Zwei Monate stand der Flugverkehr im Iran wegen des Krieges mit den USA und Israel still. Jetzt hat der internationale Flughafen Imam Khomeini in Teheran seinen Betrieb wiederaufgenommen. Maschinen der staatlichen Fluggesellschaft Iran Air hoben am Samstag erstmals wieder in Richtung Istanbul, Maskat und der Pilgerstadt Medina ab, wie iranische Staatsmedien berichten.
Zudem soll es eine Inlandsverbindung zwischen der Hauptstadt und Maschhad geben. In den kommenden Tagen sollen weitere Routen folgen, darunter Verbindungen nach Baku, Nadschaf, Bagdad und Doha.
Osten des Landes als erste Priorität
Der Geschäftsführer der iranischen Flughafenbehörde, Mohammad Amirani, erklärte, der Osten des Landes werde zunächst bevorzugt behandelt. Grenznahe Regionen zu Turkmenistan, Afghanistan und Pakistan sollen als Erstes wieder an den regulären Inlands- und Transitverkehr angebunden werden. Gleichzeitig sollen die Behörden Gespräche mit internationalen Fluggesellschaften aufgenommen haben, um Flugrouten zu koordinieren.
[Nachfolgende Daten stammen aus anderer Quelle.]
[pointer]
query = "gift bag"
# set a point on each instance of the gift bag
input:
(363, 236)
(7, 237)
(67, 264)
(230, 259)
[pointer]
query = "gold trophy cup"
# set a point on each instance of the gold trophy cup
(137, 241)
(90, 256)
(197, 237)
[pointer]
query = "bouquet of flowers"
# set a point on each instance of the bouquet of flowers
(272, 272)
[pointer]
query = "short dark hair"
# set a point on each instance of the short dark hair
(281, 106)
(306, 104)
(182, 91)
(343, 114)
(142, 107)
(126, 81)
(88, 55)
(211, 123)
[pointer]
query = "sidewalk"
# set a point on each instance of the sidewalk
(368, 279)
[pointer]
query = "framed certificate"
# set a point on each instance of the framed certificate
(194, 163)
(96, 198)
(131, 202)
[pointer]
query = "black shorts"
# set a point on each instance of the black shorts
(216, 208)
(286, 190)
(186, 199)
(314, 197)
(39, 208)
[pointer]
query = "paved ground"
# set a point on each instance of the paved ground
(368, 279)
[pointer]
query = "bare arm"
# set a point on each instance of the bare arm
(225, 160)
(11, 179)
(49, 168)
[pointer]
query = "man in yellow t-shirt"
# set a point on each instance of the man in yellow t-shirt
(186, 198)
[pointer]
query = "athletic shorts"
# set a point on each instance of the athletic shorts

Viele iranische Flughäfen wurden durch Luftangriffe beschädigt. Teherans zweiter Flughafen Mehrabad wurde mehrfach bei Angriffen getroffen. Bei den Luftschlägen gingen zum Teil auch zivile Maschinen verloren, was die iranische Luftfahrt jetzt zusätzlich beeinträchtigt.
Flüge aus Russland und China wieder aufgenommen
Auch russische und chinesische Flugzeuge können wieder im Iran landen. Der staatliche chinesische Sender CGTN gab heute bekannt, die Flüge seien nach 60 Tagen wieder aufgenommen worden. Russische Staatsmedien berichten über die ersten erfolgreichen Flüge von Teheran nach Moskau.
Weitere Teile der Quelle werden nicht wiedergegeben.